Prof D’Arcy said: “In this work, we have developed a coating of the conducting polymer Pedot, which is comprised of nanofibres that penetrate the inner porous network of a brick; a polymer coating remains trapped in a brick and serves as an ion sponge that stores and conducts electricity.

He added: “Advantageously, a brick wall serving as a supercapacitor can be recharged hundreds of thousands of times within an hour.

“If you connect a couple of bricks, microelectronics sensors would be easily powered.” Commenting on the research, Richard McMahon, professor of power electronics at the University of Warwick, who was not involved in the study, said that, while the work is intriguing, it is a long way from practical application.

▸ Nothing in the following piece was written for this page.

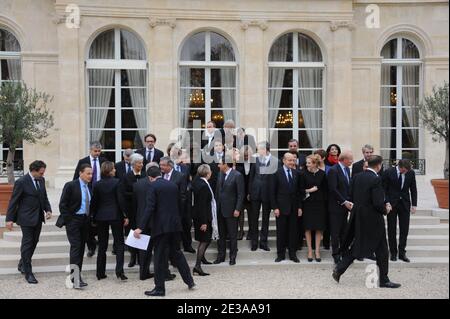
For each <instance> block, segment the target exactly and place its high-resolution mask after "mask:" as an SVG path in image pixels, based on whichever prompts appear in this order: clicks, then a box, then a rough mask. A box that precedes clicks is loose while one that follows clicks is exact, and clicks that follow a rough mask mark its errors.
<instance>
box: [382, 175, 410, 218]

He said: “The samples that have been made are small and although some indication is given about how they can be made into bigger units it’s obvious that any useful application would require modules, comprising a number of devices, at least the size of a standard brick.

“There is also the practicality of how to bring out connections and if the capacitors are to be used in series, the question arises as to how many could be series without insulation and, possibly, electrical safety issues.

“Brick is a brittle material and so handling relatively thin sheets for assembly into modules could be an issue.” He added: “In summary, this is interesting work from a materials science perspective but it will be a long road to real applications and it’s hard to see how batteries would be seriously challenged.”